My lab explores new strategies for the treatment of Parkinson's disease (PD) and related synucleinopathies such as Dementia with Lewy bodies (DLB), Multi-System Atrophy (MSA) and, to some extent, also Alzheimer's disease (AD). These diseases are characterized by the intracellular aggregation of the protein α-synuclein (αS), an abundant nerve cell component in the brain with a poorly defined function in synaptic vesicle maintenance. With no disease-modifying drugs available, there is a great need for robust models that recapitulate how early changes in the normal maintenance of α-synuclein can lead to these aggregates. We have published evidence that αS normally exists in a delicate equilibrium of membrane-associated vs. soluble and monomeric vs. multimeric species. Disturbance of this fine balance by genetic or environmental factors, we hypothesize, is an early key event in synucleinopathy pathogenesis.

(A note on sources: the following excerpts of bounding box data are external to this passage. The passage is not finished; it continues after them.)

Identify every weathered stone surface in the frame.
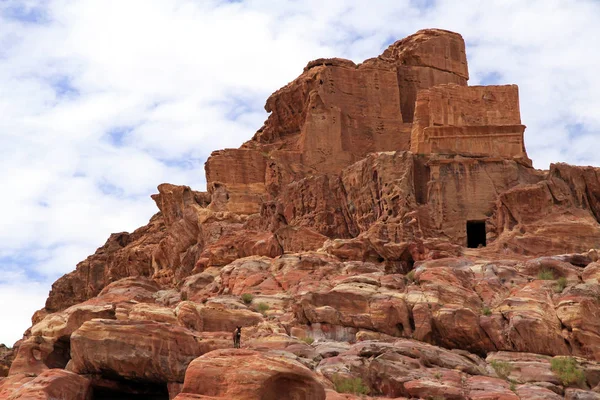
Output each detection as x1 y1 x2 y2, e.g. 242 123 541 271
0 344 15 377
176 349 325 400
71 320 201 382
7 29 600 400
0 369 91 400
410 85 528 161
9 336 70 375
495 163 600 255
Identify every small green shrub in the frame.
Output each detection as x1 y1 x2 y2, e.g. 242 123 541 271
490 360 512 379
538 269 554 281
554 276 567 293
256 303 269 314
550 357 585 386
332 375 370 395
302 336 315 344
242 293 254 304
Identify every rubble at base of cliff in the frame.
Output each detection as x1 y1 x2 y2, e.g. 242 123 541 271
0 29 600 400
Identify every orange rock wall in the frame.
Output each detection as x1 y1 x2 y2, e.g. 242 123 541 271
411 85 527 158
427 158 542 246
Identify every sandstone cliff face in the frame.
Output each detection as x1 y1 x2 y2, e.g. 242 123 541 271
0 30 600 400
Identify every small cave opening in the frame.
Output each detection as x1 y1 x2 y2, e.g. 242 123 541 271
260 374 318 400
45 336 71 369
91 381 169 400
467 221 486 249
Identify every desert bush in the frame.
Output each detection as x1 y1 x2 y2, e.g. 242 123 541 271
490 360 512 379
256 303 269 314
550 357 585 386
538 269 554 281
332 375 370 395
554 276 567 293
242 293 254 304
302 336 315 344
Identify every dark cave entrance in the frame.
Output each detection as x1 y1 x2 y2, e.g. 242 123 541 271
467 221 486 249
91 381 169 400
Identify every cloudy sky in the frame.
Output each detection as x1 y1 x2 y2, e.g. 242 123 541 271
0 0 600 345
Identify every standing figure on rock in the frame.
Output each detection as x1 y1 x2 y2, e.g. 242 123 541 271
233 326 242 349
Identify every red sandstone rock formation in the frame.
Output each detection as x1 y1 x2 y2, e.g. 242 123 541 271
5 30 600 400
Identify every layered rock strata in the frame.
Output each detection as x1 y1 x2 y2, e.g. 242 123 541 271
0 30 600 400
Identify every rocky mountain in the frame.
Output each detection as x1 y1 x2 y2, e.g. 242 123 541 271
0 29 600 400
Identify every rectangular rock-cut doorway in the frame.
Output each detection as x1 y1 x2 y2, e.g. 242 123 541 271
467 221 486 249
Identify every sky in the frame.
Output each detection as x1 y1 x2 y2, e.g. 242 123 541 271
0 0 600 346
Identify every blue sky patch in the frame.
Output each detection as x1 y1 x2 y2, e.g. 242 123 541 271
105 126 133 147
96 179 124 197
50 75 79 98
1 4 50 24
410 0 436 10
479 71 502 85
566 123 585 140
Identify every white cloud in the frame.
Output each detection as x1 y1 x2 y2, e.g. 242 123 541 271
0 0 600 343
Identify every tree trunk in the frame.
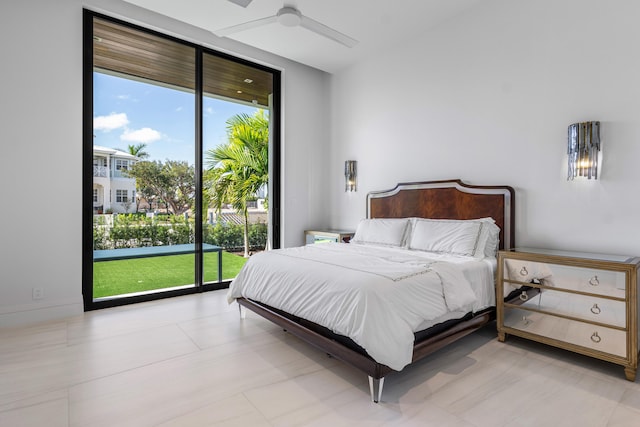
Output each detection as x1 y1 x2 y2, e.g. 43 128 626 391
242 204 249 258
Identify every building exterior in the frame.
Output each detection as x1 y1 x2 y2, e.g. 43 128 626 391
93 145 139 213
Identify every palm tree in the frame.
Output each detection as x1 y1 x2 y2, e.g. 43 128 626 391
205 110 269 257
127 142 149 159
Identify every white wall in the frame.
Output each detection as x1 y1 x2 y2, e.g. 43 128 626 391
0 0 330 327
330 0 640 256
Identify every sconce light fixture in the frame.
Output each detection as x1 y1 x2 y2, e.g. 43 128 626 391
344 160 358 191
567 122 600 180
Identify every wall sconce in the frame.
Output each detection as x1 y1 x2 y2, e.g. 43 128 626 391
344 160 358 191
567 122 600 180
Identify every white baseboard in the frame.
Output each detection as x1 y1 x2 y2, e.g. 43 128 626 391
0 298 84 328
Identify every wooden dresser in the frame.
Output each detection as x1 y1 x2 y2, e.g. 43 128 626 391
497 248 640 381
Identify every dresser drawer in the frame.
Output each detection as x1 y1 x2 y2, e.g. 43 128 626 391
521 289 627 328
504 307 627 357
504 259 627 299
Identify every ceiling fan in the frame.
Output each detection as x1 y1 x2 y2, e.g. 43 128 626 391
218 0 358 47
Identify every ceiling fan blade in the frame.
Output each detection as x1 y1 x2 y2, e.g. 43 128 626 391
213 15 278 37
300 15 358 47
229 0 253 7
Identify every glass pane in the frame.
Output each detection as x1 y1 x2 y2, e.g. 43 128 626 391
203 55 272 282
93 19 195 299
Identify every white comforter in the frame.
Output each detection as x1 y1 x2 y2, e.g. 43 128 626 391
228 243 488 370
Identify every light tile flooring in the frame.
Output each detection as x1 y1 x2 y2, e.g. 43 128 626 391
0 291 640 427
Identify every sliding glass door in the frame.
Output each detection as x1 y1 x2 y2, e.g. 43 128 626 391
83 12 279 309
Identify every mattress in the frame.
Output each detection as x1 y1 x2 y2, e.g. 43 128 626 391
228 243 495 370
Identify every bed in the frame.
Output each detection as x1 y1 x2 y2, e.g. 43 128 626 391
228 180 515 402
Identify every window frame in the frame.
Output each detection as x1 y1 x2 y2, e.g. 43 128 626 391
82 9 282 311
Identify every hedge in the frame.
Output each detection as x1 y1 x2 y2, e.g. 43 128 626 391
93 214 267 251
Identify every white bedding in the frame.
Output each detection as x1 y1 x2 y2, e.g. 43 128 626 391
228 243 495 370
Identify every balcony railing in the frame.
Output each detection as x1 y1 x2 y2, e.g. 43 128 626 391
93 165 130 178
93 165 109 178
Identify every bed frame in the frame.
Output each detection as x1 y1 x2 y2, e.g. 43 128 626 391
237 180 515 403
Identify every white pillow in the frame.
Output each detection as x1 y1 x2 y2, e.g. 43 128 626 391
350 218 409 247
471 217 500 258
409 219 482 256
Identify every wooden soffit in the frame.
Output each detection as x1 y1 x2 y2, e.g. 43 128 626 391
93 18 273 108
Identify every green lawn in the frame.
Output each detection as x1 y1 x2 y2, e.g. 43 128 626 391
93 252 247 298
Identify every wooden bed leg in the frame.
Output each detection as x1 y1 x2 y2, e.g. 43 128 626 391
369 375 384 403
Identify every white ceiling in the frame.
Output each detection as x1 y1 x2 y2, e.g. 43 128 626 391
125 0 486 73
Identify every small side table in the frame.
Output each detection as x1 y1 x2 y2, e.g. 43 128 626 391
304 230 355 245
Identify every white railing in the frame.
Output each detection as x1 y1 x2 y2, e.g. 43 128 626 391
93 165 109 178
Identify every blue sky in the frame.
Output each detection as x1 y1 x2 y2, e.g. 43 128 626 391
93 73 256 164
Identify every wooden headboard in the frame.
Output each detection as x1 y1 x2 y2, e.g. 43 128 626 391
367 179 515 249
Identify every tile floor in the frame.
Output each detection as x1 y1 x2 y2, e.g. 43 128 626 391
0 291 640 427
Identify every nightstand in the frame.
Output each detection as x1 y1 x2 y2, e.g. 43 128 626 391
304 230 355 245
496 248 640 381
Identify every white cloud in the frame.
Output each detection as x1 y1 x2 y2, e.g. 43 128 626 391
93 113 129 132
120 128 162 144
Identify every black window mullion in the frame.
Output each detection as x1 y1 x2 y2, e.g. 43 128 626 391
194 48 204 290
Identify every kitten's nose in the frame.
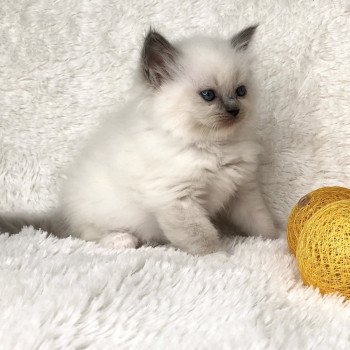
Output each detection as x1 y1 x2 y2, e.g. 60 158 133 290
227 108 239 117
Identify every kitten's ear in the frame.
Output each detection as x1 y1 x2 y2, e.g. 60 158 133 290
231 24 258 50
141 28 178 88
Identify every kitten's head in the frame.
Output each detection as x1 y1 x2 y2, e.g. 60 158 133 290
141 26 257 140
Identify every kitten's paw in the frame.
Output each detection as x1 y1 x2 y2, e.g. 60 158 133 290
98 232 138 249
184 240 224 255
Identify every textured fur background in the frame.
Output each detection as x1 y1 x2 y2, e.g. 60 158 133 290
0 0 350 349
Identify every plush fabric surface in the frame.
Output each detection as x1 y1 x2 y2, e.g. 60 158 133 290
0 0 350 349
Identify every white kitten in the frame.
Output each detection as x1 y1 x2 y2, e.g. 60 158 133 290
0 26 276 254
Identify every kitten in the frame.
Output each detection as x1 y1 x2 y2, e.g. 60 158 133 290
0 26 276 254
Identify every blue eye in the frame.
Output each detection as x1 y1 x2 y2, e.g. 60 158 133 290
200 90 215 102
236 85 247 97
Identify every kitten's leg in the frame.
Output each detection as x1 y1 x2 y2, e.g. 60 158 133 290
229 183 278 238
98 232 138 249
156 199 221 255
79 226 139 249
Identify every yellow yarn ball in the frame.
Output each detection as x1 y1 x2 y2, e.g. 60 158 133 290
296 200 350 298
287 186 350 255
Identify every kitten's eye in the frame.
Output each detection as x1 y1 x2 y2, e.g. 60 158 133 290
236 85 247 97
200 90 215 102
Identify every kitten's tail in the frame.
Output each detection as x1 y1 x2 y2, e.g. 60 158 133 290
0 211 67 237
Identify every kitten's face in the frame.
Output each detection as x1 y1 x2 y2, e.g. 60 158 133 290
139 27 256 139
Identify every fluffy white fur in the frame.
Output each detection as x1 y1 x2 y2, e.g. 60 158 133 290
52 27 276 254
0 0 350 344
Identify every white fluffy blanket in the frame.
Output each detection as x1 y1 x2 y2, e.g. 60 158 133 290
0 0 350 350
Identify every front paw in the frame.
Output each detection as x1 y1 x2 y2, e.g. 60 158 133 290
183 240 225 255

Protein engineering, where we introduce strategic point mutations into the normal αS sequence, has enabled us to model such disturbances and convert αS into an acutely toxic protein.

Combining cell biology, biochemistry, protein engineering, microscopy, high-content imaging and screening approaches, we want to continue in the lab to:

- better understand normal αS cell biology,
- define abnormal αS states,
- transform abnormal αS states into screenable phenotypes,
- use the correction of abnormal states as a readout for drug discovery in medium- and high-throughput screens.

Factors that we identify as promising to correct aberrant αS homeostasis will be tested in a novel DLB/PD mouse model that we designed and that is being characterized in depth in a collaboration.